Everyone seems to be negating President Barack Obama’s own story. The man himself has said publicly in print that, yes, his mother is white; yes, he is technically bi-racial, mixed race, whatever the language is people choose to use, but in this racialized society he is seen as a black man. And for that reason he identifies as black.
We’re having all this conversation about who he is, and I think that it’s just reflective of who he is as the president of the United States. We wouldn’t be having this conversation if he was just an average Joe walking down the street. Yes, I get it. People are now saying he’s ignoring his bi-raciality, he’s ignoring his whiteness, but we’re also presupposing that that is somehow important to him. I think it’s okay if it’s not.
I think it would be perhaps more digestible if he were to say, okay, I’m bi-racial or I’m mixed. But he says very clearly, very loudly that “I’m black.” And that’s just a reality that I think people are unwilling to accept. Self-identity is important and we can’t dismiss that. We can’t negate that.
Andrew Jolivette, Associate Professor at San Francisco State University
Editor of Obama and the Biracial Factor: The Battle for the New American Majority
For mixed people, being mixed you identify differently at different times and in different situations. I think the president is no different, so [a bi-racial] child still can take pride in [the fact] that President Obama is a bi-racial president. But he’s also a black president. I don’t think that they’re mutually exclusive. And that’s what happens often in politics when it comes to policy, that it has to be one or the other, not some sort of combination of policies that can be good. Because he’s bi-racial and always compromising and trying to find the balance between two different identities, I think he tries to do the same things in terms of his policy.

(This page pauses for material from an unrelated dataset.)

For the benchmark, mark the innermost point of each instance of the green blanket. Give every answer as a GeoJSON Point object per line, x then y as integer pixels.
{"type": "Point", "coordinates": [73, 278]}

I think that the population and demographic of mixed people are getting bigger. In history when we write about the president in the future, we will see more books and more writings about him being mixed and the importance of that in terms of him being elected. Because I actually don’t think he would have been elected if he weren’t bi-racial. If he were monoracial, African-American, or actually white for that matter, I don’t think he would have won the election the first time.
Stephen Murphy-Shigematsu, Professor of Ethnic Studies at Stanford University
Author of When Half is Whole: Multiethnic Asian American Identities
I think his identifying [as African-American] is very positive. On the other hand, I think there’s nothing creative or innovative or groundbreaking or revolutionary about [his identifying as black.] It’s very much following the status quo of the way that a majority of people expect him to identify… I personally didn’t have a lot of expectations about his ability to really go beyond what would be the mainstream position in terms of how he labeled and located himself. I have hopes that he might help us to go beyond these kinds of rigid racial classifications and categories. I think he could do that if he was able to identify himself more openly with all the different parts of his heritage.
For example when he was in Ireland, he identified himself with his Irish heritage. People can be cynical about that in terms of his desire to get support among Irish-Americans, but I think that type of action that he took there is the kind of action that can help a lot of people to identify themselves in [such] ways that they can embrace all different parts of their identity and have multiple identities; and that that can be done without threatening an identity that you feel more strongly about than another, in this case African-American.
I think he could still be African-American and also be able to say to people, “Yeah, but I’m also Irish.” So that would be my hope. I think he could help a lot of people in the country begin to transcend some of these categories by allowing people to identify more with all the different parts of their heritage and to do that without having to deny or to give up that more basic affiliation that they feel.